Seguindo a lista de lembranças de um passado terrível que nos assombra, “S.O.S. País falido”, trata de um velho conhecido da população brasileira, a inflação. A coincidência aqui é que tivemos em novembro deste ano, recorde de inflação dos últimos seis anos. 

https://economia.uol.com.br/noticias/redacao/2021/12/10/ipca-novembro-inflacao-ibge.htm

Crianças sem futuro

Também vale destaque a música “Crianças sem futuro”. No contexto de 89, um outro vírus assombrou os pobres do Brasil, uma epidemia de AIDS arrasava com famílias inteiras e isso é denunciado no trecho “Qual será o futuro das crianças do Brasil? Só de AIDS esse ano morreram mais de mil, mas nosso governo finge que não vê, seus filhos estão seguros. Eles vão sobreviver.” 

Novamente, durante a pandemia de Covid-19, mais de 3 mil crianças foram vitimadas por complicações provocadas pela doença, fomos o 2º país no mundo, com mais mortes. De crianças pobres, é importante frisar.

https://noticias.r7.com/saude/a-crianca-que-morre-de-covid-e-a-pobre-e-negra-diz-pesquisadora-18062021

Farsa nacionalista

E na música “Farsa Nacionalista” os comentários discorridos são sobre uma determinada classe política que se fazia presente em 1989 e parece ter viajado numa máquina do tempo para as nossas campanhas presidenciais de 2022. 

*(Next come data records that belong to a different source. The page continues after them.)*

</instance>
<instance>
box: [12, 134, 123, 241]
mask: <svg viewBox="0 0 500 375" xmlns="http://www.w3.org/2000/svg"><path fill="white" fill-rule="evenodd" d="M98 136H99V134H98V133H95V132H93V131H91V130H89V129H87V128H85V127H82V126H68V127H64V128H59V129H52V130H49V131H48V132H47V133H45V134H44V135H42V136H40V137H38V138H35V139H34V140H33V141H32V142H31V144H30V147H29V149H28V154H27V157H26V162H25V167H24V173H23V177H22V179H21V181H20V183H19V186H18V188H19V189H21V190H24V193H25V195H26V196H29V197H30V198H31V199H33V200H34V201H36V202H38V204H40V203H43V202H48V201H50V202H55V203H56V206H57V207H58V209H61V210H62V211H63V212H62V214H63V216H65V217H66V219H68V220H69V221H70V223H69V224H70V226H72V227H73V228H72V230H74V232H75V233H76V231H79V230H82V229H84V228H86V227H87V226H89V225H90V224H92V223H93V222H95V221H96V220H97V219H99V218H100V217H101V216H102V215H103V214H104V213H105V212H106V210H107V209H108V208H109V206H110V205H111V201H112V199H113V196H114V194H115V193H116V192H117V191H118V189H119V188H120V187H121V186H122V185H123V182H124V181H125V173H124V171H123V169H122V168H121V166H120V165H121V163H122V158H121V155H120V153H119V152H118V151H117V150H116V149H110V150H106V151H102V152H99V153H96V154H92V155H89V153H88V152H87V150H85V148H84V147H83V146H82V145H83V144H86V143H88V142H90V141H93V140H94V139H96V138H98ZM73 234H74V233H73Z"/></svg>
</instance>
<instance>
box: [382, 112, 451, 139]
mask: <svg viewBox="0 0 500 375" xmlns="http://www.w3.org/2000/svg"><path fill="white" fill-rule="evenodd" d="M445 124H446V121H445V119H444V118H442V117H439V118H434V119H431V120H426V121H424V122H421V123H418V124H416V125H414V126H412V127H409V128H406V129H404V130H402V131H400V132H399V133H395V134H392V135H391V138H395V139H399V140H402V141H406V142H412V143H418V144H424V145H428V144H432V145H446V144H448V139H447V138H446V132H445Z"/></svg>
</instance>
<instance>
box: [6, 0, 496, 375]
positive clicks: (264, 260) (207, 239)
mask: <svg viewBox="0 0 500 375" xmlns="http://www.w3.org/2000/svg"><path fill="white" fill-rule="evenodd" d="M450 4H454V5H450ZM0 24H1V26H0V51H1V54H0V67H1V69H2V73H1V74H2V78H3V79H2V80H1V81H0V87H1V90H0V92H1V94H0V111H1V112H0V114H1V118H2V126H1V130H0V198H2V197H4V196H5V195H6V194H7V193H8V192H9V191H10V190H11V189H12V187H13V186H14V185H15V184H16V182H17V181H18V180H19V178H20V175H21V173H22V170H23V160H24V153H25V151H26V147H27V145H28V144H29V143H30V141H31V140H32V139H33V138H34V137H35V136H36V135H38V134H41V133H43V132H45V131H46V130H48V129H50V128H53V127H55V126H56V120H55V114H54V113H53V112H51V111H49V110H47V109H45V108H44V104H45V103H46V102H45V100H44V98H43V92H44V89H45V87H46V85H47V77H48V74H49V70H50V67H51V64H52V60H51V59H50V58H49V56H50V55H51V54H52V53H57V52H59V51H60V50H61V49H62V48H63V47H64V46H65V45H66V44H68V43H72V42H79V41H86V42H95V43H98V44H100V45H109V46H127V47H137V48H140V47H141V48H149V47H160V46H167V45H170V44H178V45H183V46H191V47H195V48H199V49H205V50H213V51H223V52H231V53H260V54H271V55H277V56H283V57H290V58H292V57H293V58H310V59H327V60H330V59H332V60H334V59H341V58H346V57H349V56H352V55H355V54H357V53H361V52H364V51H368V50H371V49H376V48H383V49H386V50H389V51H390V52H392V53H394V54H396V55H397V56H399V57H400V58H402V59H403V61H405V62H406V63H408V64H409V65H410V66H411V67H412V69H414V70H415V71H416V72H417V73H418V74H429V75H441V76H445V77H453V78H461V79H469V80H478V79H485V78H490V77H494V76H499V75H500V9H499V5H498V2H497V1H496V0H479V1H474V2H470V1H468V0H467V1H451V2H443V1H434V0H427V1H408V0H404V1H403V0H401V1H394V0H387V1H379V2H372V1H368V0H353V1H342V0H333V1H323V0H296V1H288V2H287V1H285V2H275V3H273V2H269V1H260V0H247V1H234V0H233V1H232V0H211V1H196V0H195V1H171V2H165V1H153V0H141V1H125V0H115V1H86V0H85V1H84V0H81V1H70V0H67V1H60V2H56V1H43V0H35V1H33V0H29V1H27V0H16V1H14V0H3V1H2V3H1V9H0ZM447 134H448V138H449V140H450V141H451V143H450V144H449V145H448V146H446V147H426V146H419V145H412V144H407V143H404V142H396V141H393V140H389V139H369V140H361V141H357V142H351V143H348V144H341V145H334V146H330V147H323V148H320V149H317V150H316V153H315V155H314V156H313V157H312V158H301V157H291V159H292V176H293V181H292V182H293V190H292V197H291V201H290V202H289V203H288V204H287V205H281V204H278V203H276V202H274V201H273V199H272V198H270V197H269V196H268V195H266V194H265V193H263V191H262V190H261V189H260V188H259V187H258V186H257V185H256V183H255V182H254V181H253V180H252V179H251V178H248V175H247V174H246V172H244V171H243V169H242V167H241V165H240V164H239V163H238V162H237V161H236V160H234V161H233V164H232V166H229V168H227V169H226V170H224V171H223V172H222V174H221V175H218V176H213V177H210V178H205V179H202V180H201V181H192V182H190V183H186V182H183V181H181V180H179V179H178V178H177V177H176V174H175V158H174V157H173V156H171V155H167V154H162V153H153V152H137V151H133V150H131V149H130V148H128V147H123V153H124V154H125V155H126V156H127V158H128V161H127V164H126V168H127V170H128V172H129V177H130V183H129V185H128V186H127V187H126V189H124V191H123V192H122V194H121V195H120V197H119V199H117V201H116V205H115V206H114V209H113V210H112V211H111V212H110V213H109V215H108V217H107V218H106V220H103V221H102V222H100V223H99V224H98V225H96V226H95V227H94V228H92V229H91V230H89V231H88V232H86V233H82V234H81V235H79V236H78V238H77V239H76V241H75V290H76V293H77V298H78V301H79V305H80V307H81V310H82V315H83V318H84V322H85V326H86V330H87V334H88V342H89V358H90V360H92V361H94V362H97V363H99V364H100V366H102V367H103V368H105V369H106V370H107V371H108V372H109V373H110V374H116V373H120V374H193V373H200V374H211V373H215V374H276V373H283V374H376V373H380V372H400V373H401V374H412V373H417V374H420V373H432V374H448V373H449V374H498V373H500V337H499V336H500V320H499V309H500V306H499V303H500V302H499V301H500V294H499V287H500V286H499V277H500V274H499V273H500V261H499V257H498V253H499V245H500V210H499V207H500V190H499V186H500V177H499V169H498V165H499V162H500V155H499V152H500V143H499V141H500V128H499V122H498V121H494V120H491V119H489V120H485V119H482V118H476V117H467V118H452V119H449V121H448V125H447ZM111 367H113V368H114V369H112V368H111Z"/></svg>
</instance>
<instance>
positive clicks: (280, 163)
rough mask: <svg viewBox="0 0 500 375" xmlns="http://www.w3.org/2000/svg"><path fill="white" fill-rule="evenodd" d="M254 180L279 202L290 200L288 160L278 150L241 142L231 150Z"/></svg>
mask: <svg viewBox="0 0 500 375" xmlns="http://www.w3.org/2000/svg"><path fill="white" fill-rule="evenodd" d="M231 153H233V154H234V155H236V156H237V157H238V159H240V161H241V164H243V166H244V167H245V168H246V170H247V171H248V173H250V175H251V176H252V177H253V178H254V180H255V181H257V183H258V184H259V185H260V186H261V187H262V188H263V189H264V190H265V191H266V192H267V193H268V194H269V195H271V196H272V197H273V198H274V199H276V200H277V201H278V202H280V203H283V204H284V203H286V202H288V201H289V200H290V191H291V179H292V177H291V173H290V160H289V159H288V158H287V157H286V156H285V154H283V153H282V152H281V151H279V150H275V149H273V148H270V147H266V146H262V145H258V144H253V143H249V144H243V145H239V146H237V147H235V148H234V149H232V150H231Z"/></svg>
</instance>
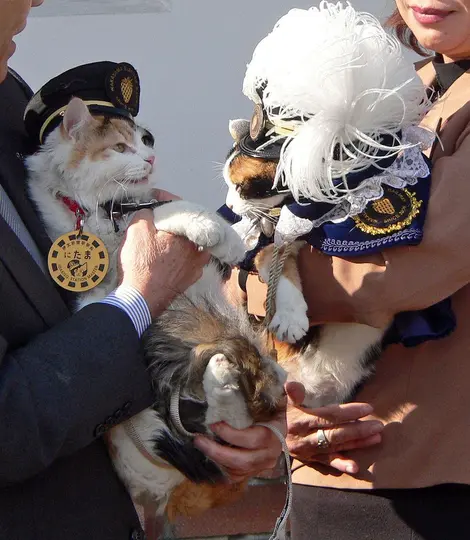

E nesse caso, a figura que é criticada nos trechos “Farsa nacionalista, a pátria armada nas mãos dessa cambada de extrema direita, tudo filho da puta.” me veio materializada na cabeça, na fígura de um arquetipo Sérgio Morista, ou os brasileiros que foram as ruas com as suas camisetas da CBF como berrado no trecho “Você não tem razão pra lamber tanto esse país, não pense que você é uma solução, violência e estupidez aqui sempre existiu, aqui ninguém tem culpa se o país esta na merda e você está deixando isso aqui muito pior.”

Ao fim da música, cessaram os instrumentos, e entre uma pausa pra água e uma afinação nas cordas das guitarras, tive o privilégio de puxar o berro “Fora Bolsonaro” para evidenciar todas as nossas intenções naquela noite. O coro foi seguido por todos, pela banda, pelo público e pela bateria do Boca, que inclusive, fez um fundo sonoro.

foto feita por: @xchicanox

O Brasil dos Ratos de Porão segue sendo uma espécie de almanaque caricato do paradigma da vida social brasileira, contraindicado em caso de depressão, ansiedade e pessoas sensíveis no geral. 

É como uma espécie de espelho, ao observarmos, enxergamos a nossa cara desconfigurada e os nossos defeitos que fingimos não ver.

É nas músicas do “Brasil” que encontramos o lado podre de tudo que é nosso, nos deparamos com aquele velho lixo que varremos para baixo do tapete com a intenção de nunca mais notar.

Os nossos demônios continuam por aí.